Дед хорошо знал церковный обряд и учил нас с Катюшей песнопениям. Как она выучилась у мамы на рояле и показала успехи, дед выписал ей фисгармонию. Мама окончила Елизаветинский институт с отличием, особенно по рисованию и музыке, и принесла в приданое прекрасный по тем временам рояль Штюрцваге. Мы с Катюшей разыгрывали на нем и на фисгармонии по слуху церковное, особенно любимый дедом страстной канон. Когда исполняли «Се Жених грядет…» или «Чертог Твой…» – трепетали от радостного чего-то в нас… святого света.
Мне было лет 12, Катюше – 9. Однажды, – весенними сумерками, помню, было, галки кружились в небе и кричали… будто стучат костяшки, через форточку слышалось… – Катюша ко мне прильнула и шепнула: «Ах, Сережечка… всегда так, да?..» Я понял, что она хочет сказать: «всегда так будет?» Какие мы были чистые!
Так вот, в церковь – всегда пешком. Мирволил дед только бабушке, из-за больных ног. Отпускал ее в церковь, перекрестив, на смирной лошадке, в покойной пролетке, с самым степенным кучером. Попасть в кучера у деда было нелегко, «как на аттестат зрелости», шутил отец. Ни пить, ни курить, ни «баловаться»: кучером мог быть только «цельный мужик», женатый или вдовый, и не моложе сорока лет. Дед никогда не говорил – «кучер», – не наше слово, – а «ездовой» или «выездной».
У нас было трое ездовых, и служили до срока, пока могли править тройкой «горячих». А там – на конный завод в Лужки. Совсем заслуженные выходили на спокой, могли заниматься, кто чем хотел, на полном харче: плели плетушки и короба под пряники, драли осину на щепу, а больше рыбачили на Ярыньке, кто как излавчивался, – по сомам, лещам и налимам; могли на базаре продавать, посылали и нам в гостинец. Я лавливал с ними крупных окуней и необыкновенных ершей, в четверть даже, и наслушался их рассказов про лошадей и про все, особенно «из природы».
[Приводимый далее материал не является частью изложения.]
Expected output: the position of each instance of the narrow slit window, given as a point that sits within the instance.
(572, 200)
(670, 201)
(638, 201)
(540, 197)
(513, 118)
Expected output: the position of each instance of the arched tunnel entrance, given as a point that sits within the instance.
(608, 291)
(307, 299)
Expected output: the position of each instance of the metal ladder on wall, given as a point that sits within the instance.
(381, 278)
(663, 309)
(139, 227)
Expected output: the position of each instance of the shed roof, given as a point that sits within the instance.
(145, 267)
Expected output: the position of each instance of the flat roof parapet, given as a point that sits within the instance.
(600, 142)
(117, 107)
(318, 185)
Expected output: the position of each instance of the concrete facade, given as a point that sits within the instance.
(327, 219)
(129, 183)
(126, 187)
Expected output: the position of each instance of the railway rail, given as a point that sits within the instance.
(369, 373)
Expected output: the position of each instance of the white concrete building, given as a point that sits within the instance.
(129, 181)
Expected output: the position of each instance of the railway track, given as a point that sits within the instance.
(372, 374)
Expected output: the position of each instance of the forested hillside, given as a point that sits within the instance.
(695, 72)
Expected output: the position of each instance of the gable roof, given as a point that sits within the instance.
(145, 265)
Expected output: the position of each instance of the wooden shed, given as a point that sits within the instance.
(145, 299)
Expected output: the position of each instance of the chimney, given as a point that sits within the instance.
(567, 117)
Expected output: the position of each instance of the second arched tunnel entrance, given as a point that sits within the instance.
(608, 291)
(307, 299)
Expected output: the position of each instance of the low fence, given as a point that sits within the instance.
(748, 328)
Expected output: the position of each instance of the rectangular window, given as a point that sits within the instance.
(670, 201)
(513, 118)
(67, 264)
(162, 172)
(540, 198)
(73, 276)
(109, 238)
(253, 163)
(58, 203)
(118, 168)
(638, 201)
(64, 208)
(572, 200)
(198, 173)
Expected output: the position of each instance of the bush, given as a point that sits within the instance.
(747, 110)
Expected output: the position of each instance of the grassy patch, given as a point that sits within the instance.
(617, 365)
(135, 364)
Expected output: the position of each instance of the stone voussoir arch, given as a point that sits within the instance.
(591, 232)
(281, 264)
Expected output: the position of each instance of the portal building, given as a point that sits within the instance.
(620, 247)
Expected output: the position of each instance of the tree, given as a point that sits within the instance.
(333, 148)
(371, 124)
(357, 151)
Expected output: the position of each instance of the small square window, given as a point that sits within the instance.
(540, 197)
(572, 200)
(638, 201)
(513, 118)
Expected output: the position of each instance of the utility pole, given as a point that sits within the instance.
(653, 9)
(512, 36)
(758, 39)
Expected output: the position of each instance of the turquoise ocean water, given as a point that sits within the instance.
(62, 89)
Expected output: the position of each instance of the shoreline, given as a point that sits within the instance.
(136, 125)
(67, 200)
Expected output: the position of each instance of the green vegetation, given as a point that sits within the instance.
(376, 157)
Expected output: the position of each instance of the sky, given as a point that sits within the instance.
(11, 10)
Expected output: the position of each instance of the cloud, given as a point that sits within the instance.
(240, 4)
При заводе была красивая наша дача «Миловида», а за ней сейчас же глухобор, или строевик: сосны, дубы, береза, – необор белого гриба, груздей и рыжиков, с любимыми детскими маслятками по опушке. Перед дачей был выверенный землемером беговой круг, и даже «членская беседка» со шпилем, на котором взвивался трехцветный флаг, в царские и беговые дни. У круга было загородье, для молодняка, с высоким частоколом – от волков. Рядом с загородьем – «лошадная богадельня», для отслуживших: все лошади помирали своею смертью, дед не терпел даже слова «живодерня».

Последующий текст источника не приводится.